“Padaku?”
“Pada mata cokelatmu.”
***
Bulan mengukir senyum saat melihatku menikmati setetes anggur dari sudut matamu. Sungguh memabukkan sehingga aku harus memasuki kembali mata cokletamu yang sedari tadi menggodaiku.
Aku merenanginya di bawah remang rembulan malam. Aku menemukan sendu di sudut matamu. Aku melihatmu sedang sibuk menumpahkan kenangan-kenangan manis akan seorang gadis. Tubuhmu berdarah, sepertinya kenangan-kenangan itu telah banyak melukaimu.

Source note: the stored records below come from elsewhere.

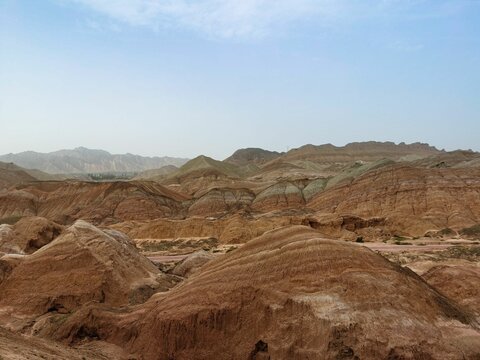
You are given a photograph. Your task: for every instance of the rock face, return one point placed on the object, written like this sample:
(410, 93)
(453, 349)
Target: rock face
(460, 283)
(28, 235)
(10, 175)
(232, 229)
(82, 160)
(192, 263)
(413, 200)
(102, 202)
(253, 156)
(82, 265)
(291, 295)
(221, 201)
(283, 195)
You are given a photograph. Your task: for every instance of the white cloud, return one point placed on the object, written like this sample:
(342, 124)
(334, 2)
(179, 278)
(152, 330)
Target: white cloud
(259, 18)
(218, 18)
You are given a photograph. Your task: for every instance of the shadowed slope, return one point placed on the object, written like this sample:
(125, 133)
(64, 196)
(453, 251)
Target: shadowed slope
(101, 202)
(291, 295)
(413, 200)
(83, 264)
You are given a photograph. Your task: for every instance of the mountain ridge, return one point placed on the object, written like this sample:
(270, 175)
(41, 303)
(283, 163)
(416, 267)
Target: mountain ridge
(84, 160)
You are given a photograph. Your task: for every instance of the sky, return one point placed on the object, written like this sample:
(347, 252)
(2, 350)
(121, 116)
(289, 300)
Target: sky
(183, 77)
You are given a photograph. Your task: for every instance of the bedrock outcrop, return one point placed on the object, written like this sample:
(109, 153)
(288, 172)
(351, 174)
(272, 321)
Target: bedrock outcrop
(290, 294)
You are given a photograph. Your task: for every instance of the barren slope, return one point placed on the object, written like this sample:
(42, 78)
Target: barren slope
(291, 295)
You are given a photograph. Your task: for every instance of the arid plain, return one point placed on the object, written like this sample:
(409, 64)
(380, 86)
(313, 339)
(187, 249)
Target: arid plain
(367, 251)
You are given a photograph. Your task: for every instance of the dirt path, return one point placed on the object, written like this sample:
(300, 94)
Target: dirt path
(401, 248)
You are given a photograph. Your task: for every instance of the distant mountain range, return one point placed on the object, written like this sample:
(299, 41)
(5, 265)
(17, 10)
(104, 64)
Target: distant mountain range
(82, 160)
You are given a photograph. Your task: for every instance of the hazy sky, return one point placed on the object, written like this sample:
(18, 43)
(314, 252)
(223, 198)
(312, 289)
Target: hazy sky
(184, 77)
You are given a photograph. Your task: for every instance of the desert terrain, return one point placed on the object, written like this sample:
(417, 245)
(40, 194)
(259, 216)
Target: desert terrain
(366, 251)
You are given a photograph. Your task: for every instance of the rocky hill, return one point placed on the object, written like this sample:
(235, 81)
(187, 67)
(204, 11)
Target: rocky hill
(267, 300)
(82, 160)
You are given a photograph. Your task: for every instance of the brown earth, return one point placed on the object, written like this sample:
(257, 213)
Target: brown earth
(460, 283)
(83, 265)
(28, 235)
(98, 202)
(412, 200)
(235, 229)
(256, 301)
(11, 174)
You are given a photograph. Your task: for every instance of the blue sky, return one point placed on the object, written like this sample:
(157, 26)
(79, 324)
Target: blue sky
(181, 78)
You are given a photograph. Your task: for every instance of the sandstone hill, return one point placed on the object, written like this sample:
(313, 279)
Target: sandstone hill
(99, 202)
(251, 156)
(156, 174)
(411, 200)
(83, 265)
(83, 160)
(289, 295)
(11, 174)
(28, 235)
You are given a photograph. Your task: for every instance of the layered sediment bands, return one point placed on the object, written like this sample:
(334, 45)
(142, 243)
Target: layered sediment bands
(28, 235)
(103, 202)
(413, 200)
(460, 283)
(82, 265)
(232, 229)
(291, 295)
(221, 201)
(11, 174)
(283, 195)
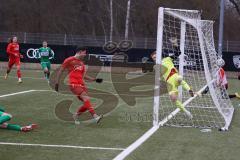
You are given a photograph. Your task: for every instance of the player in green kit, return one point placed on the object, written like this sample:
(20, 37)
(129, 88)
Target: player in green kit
(5, 117)
(45, 54)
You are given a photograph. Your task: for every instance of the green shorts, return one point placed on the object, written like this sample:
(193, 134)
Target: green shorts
(46, 65)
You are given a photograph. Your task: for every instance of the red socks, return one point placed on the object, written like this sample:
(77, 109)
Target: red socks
(86, 106)
(19, 73)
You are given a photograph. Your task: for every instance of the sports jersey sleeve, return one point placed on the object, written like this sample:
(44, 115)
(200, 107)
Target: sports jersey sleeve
(66, 63)
(9, 49)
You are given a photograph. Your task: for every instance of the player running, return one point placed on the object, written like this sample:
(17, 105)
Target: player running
(221, 80)
(5, 117)
(14, 57)
(45, 54)
(77, 74)
(170, 75)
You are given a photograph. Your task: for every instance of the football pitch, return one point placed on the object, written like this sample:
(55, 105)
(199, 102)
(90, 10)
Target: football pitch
(127, 116)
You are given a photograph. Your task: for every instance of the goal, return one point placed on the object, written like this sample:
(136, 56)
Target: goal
(183, 32)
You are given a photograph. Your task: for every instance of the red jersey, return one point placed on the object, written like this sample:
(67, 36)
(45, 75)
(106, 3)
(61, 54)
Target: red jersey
(76, 70)
(13, 50)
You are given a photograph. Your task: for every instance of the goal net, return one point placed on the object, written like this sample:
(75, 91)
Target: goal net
(183, 34)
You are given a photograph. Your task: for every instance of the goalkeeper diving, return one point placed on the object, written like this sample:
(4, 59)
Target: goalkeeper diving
(173, 79)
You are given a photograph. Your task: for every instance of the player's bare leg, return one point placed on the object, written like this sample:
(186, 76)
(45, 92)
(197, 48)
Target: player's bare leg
(86, 106)
(10, 64)
(46, 74)
(19, 74)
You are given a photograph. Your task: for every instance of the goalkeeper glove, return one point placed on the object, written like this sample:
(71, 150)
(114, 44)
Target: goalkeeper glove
(56, 87)
(99, 80)
(191, 93)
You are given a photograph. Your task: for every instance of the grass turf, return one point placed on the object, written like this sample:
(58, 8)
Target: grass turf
(122, 126)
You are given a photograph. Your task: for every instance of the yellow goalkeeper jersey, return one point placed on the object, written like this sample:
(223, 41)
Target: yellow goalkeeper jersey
(167, 68)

Kauberjongkok di sudut itu, merogoh saku, kemudian mengeluarkan sesuatu yang ternyata adalah wajahku. Kaumemandangi wajahku, menyentuhnya di awali dari kening, kedua mata, hidung, kemudian bibir sebelum pada akhirnya kau mengecupnya.
Aku merasakan tubuhku tertarik keluar dari mata cokelatmu. Tetiba kehangatan menyelimutiku sampai kudapati tubuhmu mendekapku begitu eratnya. Aku menahan napas, sama seperti dirimu yang menahan sakitnya kenangan yang tertumpah.
“Bebaskan aku, kumohon.”
Kaumeminta kebebasan padaku. Kebebasan dari kenangan-kenangan manis yang mungkin telah kausimpan begitu lamanya di sudut matamu itu. Kaumungkin tak pernah mengerti, permintaanmu adalah sebuah tusukan yang hampir membuatku mati.
“Bebaskan aku, kumohon.”
“Aku tak bisa melakukan itu jika kau masih mencintainya.”